There were some discontinuities in the segmented blood vessels in our dataset resulting from the implementation of the SEGAN model [43]. To address this issue, we employed a post-processing step and leveraged two useful algorithms: a region-growing method and a missing algorithm [45], to fill in the discontinuous parts of the segmented blood vessels. In the first stage, to overcome the discontinuities, especially along the major blood vessels, we implemented the region-growing algorithm, which is briefly explained in the Supplementary Figure S6.

To implement the region-growing algorithm, for each terminal point with an intensity greater than a specified value (40 in this study), we examined the intensity of its neighboring pixels not belonging to segmented vessels. Those pixels whose brightness difference with a specified threshold was less than a predetermined value (10 in this work) selected as candidate points. The candidate point with the lowest brightness difference value was then chosen as the new seed. It is worth noting that the threshold value for selecting candidate points was the intensity of the terminal point, and this value became updated by averaging the intensity of both the terminal point and the newly selected seed.

For each selected new seed, the aforementioned algorithm was repeated until no neighboring point satisfied the criterion. The Supplementary Algorithm S1 details our proposed region growing approach, where “p_i” represents the ith terminal point, “S₁” is a set of neighboring points satisfying a certain criterion explained above, and “P_S1,i” represents ith point in “S₁”.

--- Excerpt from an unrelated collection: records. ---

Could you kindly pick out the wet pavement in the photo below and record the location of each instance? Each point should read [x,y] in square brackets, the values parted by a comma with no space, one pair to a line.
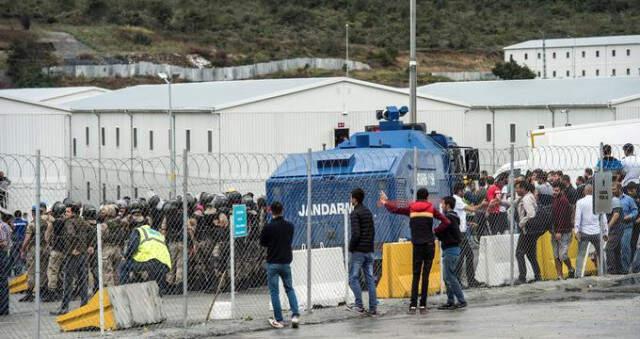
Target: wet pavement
[612,318]
[588,307]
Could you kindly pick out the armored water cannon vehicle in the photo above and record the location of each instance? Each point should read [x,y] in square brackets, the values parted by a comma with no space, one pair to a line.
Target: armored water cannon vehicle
[393,157]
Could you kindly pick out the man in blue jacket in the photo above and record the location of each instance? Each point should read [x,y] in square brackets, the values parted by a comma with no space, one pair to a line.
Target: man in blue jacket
[363,234]
[277,237]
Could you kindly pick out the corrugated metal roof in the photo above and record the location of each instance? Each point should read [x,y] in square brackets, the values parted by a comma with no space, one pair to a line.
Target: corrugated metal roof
[44,94]
[579,42]
[196,96]
[536,92]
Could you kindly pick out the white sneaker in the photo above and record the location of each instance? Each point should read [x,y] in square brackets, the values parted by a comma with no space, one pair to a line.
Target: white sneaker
[295,321]
[275,324]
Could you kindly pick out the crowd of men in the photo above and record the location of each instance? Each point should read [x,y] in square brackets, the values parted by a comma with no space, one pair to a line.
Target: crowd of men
[68,244]
[547,201]
[143,239]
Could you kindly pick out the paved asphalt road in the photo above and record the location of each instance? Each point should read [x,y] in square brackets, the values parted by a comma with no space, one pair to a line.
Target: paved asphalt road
[608,318]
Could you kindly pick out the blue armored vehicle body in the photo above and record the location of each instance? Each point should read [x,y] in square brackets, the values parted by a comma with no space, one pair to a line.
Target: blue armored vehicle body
[380,159]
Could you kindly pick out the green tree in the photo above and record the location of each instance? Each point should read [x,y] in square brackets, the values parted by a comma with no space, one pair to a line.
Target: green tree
[511,70]
[25,62]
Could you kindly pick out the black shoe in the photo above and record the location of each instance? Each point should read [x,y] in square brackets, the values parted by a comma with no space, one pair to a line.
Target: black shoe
[474,283]
[447,306]
[356,309]
[27,298]
[48,295]
[59,311]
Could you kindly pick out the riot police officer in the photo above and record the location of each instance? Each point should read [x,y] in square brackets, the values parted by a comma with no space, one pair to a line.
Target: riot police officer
[114,235]
[78,235]
[90,216]
[146,251]
[56,250]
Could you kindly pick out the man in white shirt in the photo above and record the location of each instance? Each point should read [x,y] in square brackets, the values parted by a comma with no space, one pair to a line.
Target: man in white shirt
[587,227]
[630,166]
[466,252]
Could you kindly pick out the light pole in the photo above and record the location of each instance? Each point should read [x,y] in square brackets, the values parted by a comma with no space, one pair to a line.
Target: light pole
[346,49]
[413,64]
[172,127]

In the subsequent step, we applied the missing algorithm proposed in [45] to address any remaining small discontinuities in the segmented vessels from the initial stage by utilizing the vessel graph and identifying landmark points on it.

2.2.2. Feature Measurement

In this study, a series of clinically relevant manual features were calculated from the segmented optic disc, optic cup and blood vessels to classify individuals into two MS and HC classes. Optic disc width, optic cup width and the ratio of disc width to cup width were the feature sets extracted from the optic disc and cup. In addition, the features including average width, FD [46], VD, VI, VW, distance measure tortuosity [47], squared curvature tortuosity [47], tortuosity density [48], and linear regression tortuosity were calculated from the extracted blood vessels in the whole image, zone B and zone C. Zone B and zone C represent the area located between 0.5 to 1 and 0.5 to 2 optic disc diameter (OOD) from the disc margin, respectively, as described in [49]. A visual depiction of these zones and the clinically manual feature used in this study are shown in the Supplementary Figure S7 and Table S1.

2.3. Feature Selection

FS is a critical preprocessing step in ML aimed at identifying and retaining relevant features while removing non-informative or redundant ones. This enhances the model’s predictive accuracy, robustness, and generalizability by focusing on significant predictors, thereby reducing the risk of overfitting [50,51].

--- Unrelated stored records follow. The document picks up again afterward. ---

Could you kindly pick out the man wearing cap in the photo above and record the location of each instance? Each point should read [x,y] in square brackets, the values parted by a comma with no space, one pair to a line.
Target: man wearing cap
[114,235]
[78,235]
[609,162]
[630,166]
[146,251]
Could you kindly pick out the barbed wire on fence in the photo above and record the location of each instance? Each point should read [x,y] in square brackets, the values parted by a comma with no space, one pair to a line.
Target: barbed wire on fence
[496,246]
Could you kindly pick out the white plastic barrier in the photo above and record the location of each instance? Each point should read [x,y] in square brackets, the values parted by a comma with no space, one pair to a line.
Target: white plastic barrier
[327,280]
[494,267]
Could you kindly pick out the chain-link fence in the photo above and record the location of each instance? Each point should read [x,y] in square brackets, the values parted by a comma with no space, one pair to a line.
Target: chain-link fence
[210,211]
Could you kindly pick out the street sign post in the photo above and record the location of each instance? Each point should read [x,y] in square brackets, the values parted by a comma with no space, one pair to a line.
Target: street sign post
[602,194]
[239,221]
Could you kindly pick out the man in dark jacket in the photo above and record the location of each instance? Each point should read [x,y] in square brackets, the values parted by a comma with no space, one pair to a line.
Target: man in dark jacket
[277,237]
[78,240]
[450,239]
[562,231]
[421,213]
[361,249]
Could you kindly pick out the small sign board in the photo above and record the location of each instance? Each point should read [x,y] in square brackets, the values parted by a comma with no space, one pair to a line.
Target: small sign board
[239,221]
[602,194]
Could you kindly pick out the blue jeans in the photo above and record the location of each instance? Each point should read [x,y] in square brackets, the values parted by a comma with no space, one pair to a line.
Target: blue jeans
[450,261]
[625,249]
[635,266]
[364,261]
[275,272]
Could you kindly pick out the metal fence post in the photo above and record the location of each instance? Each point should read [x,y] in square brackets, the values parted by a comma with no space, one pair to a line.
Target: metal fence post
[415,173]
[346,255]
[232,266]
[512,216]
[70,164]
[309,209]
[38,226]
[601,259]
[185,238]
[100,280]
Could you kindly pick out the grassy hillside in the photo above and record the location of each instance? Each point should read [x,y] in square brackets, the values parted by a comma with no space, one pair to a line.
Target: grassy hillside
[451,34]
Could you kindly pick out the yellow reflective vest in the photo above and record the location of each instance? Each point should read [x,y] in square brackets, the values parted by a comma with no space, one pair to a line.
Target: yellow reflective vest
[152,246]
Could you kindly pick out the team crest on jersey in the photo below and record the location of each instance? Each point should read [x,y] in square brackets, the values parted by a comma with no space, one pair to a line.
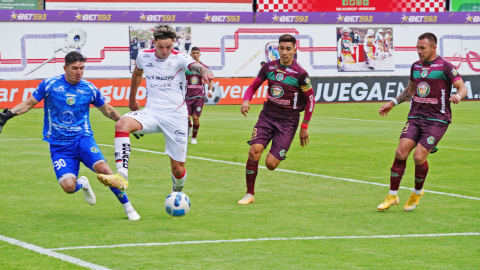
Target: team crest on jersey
[70,101]
[423,89]
[194,80]
[424,73]
[277,91]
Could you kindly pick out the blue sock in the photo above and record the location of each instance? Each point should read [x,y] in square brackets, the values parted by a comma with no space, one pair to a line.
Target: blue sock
[121,195]
[77,187]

FS methodologies are broadly classified into three categories: filter methods, wrapper methods, and embedded methods. Filter methods assess feature relevance based on their statistical correlation with the target variable, independent of any ML algorithms. They utilize statistical measures to evaluate the relationship between each input variable and the target variable, selecting those with strong correlations for further analysis.

Wrapper methods use a specific ML model to evaluate different subsets of features. They iteratively score and select feature subsets based on their predictive performance, often employing a greedy approach to find the best combination of features. Embedded methods integrate FS directly into the model training process, performing FS simultaneously with model training, often through regularization techniques. Models that inherently support FS, such as decision trees and regularized regression models, particularly benefit from embedded methods [52].

In this study, we applied a statistical-based filter method to our dataset for FS, divided into groups diagnosed with MS and HC. We computed the mean values of each feature across all IR-SLO images for individual subjects. Given the non-normal distribution of clinical features, we employed the Mann-Whitney U test to identify significant features differentiating these groups.

The Mann-Whitney U test is a robust non-parametric statistical technique used to compare two independent samples. It evaluates whether the distributions of two groups differ significantly by comparing their ranks. A key element of the Mann-Whitney U test is the p-value. If the p-value is less than the significance level (commonly set at 0.05), it suggests that the difference between the groups is statistically significant, and the null hypothesis can be rejected [53].

2.4. Feature Importance

FI methods assign a score to each feature within a feature set, indicating the feature contribution to the final model performance. This not only offers a comprehensive insight into the behavior of the model but also facilitates the ranking and comparison among features. Generally, ML interpretation can be divided into two main categories: global and local explanations. Global explanation aims to decode the model as a whole and explain the behavior of the model across the entire data distribution, while the goal of local explanation is to interpret the predictions of the model for individual observations [54].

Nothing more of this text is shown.